The pricing model is clever. Instead of charging per GPU-hour like every other cloud provider, SF Tensor prices based on the savings they deliver. If they cut your compute costs by 80%, they take a percentage of the savings. That aligns incentives nicely and it means customers have zero downside risk in trying the product.
They offer two tiers. Tensor Cloud handles experiments and medium-scale training with up to 64 GPUs on the Pro plan. Enterprise Forward-Deployed runs in your own cloud infrastructure with up to 10,000 GPUs, 24/7 support, and custom kernel optimization. That enterprise tier is where the real revenue potential sits.
The team is currently hiring GPU kernel engineers, compiler engineers, and AI compilation researchers. Those job postings tell you where the hard technical problems are.
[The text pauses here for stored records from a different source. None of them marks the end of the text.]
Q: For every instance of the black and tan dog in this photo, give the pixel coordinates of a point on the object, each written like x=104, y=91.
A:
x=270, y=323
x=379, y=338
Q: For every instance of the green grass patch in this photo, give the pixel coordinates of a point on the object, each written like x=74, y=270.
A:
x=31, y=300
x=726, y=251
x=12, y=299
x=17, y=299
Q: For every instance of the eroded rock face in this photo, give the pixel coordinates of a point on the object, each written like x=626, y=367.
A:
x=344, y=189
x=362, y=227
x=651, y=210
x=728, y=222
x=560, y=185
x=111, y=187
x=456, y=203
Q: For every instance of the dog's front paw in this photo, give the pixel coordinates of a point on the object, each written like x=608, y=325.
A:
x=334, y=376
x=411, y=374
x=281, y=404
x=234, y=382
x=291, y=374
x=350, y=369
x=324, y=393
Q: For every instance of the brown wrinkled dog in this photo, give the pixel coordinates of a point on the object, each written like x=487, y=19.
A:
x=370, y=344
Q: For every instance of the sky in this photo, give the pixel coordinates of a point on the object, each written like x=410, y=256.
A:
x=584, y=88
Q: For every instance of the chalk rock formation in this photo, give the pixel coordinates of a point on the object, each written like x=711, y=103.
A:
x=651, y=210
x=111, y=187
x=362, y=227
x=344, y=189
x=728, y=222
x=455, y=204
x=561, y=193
Building a general-purpose kernel optimizer is a compiler engineering challenge, not an AI challenge. The fact that they are hiring for it signals they are taking the hard path rather than wrapping existing tools.
The Verdict
SF Tensor is swinging at one of the biggest structural problems in AI infrastructure. If their kernel optimizer works as advertised, it does not just save money. It fundamentally changes which hardware is viable for AI training. That would be a very big deal for AMD, for custom chip startups, and for every AI lab currently hostage to NVIDIA pricing.
The risk is that this is genuinely hard computer science. Automatic kernel optimization across heterogeneous hardware is a problem that has defeated well-funded research labs. The Koska brothers are clearly talented, but they are competing against NVIDIA’s compiler team, which is one of the best-resourced engineering organizations on the planet.
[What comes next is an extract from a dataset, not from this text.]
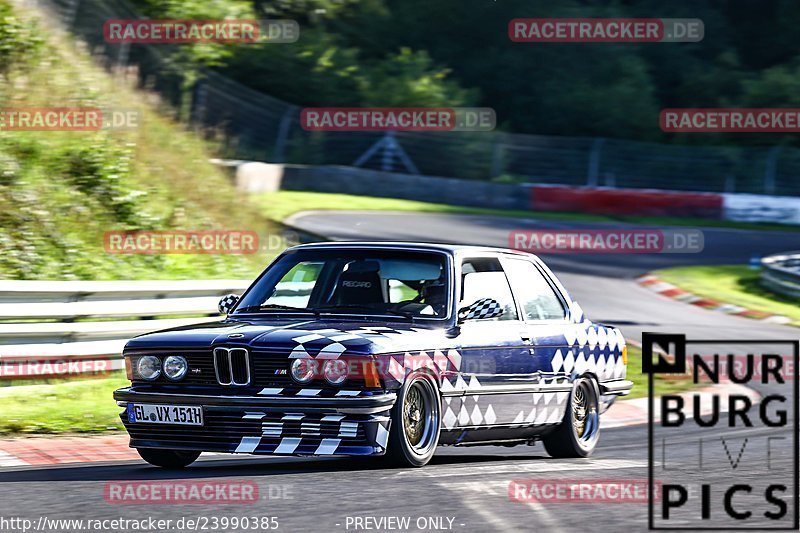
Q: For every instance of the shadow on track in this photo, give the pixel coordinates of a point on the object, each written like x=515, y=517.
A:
x=238, y=467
In thirty days, I want to see benchmark numbers. How close does auto-optimized AMD performance get to hand-tuned CUDA on standard training workloads? In sixty days, the question is whether any serious AI lab has switched production training to non-NVIDIA hardware using SF Tensor. In ninety days, I want to know if the savings-based pricing model is generating meaningful revenue or if enterprise customers are stuck in procurement cycles. Breaking CUDA lock-in would be transformative. The question is whether a four-person startup can do what the entire semiconductor industry has failed to do for a decade.